Of course, you could accomplish this with a RAID 0. But then if any drive fails, you lose 100% of your plots across all of the drives in that array.

If a JBOD array works the way I think that it works, then if one of the drives fail, you will lose only the plots that are on that one drive (plus any partial plots that are on that drive and an adjacent drive – one more plots if your first or last drive failed, and two more plots if any of the other drives failed). So you cut your losses, significantly, compared to a RAID 0.

RAID 5 is a RAID 0 with a parity drive (allowing the loss of any 1 drive, and no data loss). If you lose a drive in a RAID 5, it effectively becomes a RAID 0, until you swap out the failed drive, and your RAID controller will automatically build the array back to a RAID 5 (back to being able to absorb a single drive failure).

The problem with RAID 5, as it pertains to Chia, is that you basically lose one drive’s worth of data storage.
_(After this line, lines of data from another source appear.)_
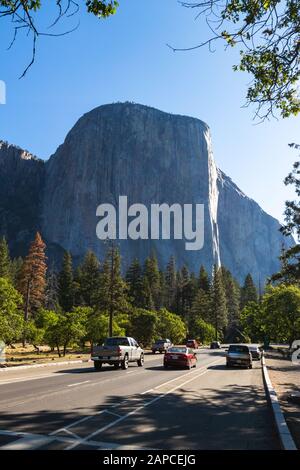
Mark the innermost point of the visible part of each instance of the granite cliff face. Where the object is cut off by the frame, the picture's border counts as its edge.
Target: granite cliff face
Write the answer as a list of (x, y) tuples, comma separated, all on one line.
[(21, 184), (151, 157)]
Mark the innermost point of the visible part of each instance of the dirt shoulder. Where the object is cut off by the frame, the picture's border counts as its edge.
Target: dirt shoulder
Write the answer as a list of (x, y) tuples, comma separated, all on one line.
[(285, 377)]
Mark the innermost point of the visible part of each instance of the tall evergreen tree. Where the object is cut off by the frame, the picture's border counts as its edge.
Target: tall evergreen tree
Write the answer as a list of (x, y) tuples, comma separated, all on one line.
[(16, 271), (4, 259), (233, 293), (152, 276), (170, 284), (66, 283), (248, 292), (89, 279), (33, 277), (200, 307), (51, 292), (134, 279), (113, 292), (218, 303)]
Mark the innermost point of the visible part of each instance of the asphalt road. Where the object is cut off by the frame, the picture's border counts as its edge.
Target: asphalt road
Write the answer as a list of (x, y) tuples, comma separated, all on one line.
[(67, 407)]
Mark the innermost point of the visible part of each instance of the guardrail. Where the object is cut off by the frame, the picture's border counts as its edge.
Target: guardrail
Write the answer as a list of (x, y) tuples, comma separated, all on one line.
[(285, 437)]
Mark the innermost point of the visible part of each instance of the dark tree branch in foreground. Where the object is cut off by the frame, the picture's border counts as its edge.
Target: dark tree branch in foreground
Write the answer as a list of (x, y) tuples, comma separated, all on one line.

So if your RAID 5 has 10 drives in it, then you get the total storage capacity of 9 drives (the 10th, parity drive, is your parachute when a drive fails). So you are paying a bit more per TB of storage space.

If you have 50 drives in a RAID 5, then the cost per TB is, as a percentage, not a big difference. But if you have 5 drives in a RAID 5, then you are paying a big hike per TB to run that RAID 5.
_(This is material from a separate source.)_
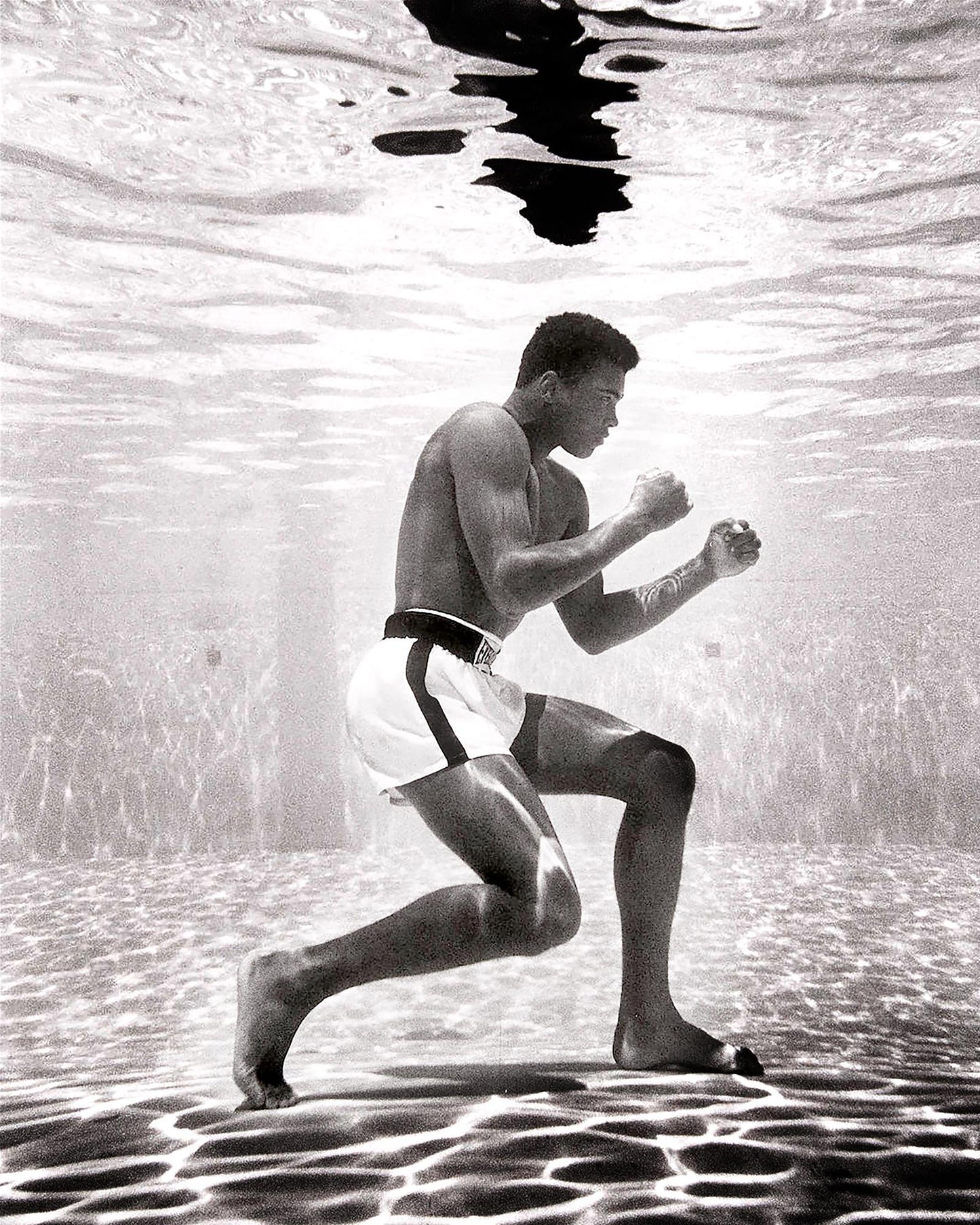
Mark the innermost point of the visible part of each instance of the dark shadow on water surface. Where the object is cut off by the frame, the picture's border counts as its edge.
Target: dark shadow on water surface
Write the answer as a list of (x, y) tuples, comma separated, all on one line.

This is why I believe that a JBOD RAID (if my understanding is correct) will give you the maximum available space, and the minimum amount of risk (in the event of a drive failure).

RAID 0 and RAID 5 are faster than JBOD (RAID 0 being the fastest). But for Chia, that speed difference should not matter.

If anyone can confirm what the impact of a lost disk, in a JBOD array is, I would appreciate hearing from them.

==========

***** Please disregard.
I discovered that JBOD will trash 100% of your data, if a single drive fails.

juppin · October 11, 2021, 6:06pm

JBOD = “Just a bunch of disks” means that every hdd in your JBOD pop off as a single drive in your OS… Nothing more and nothing less.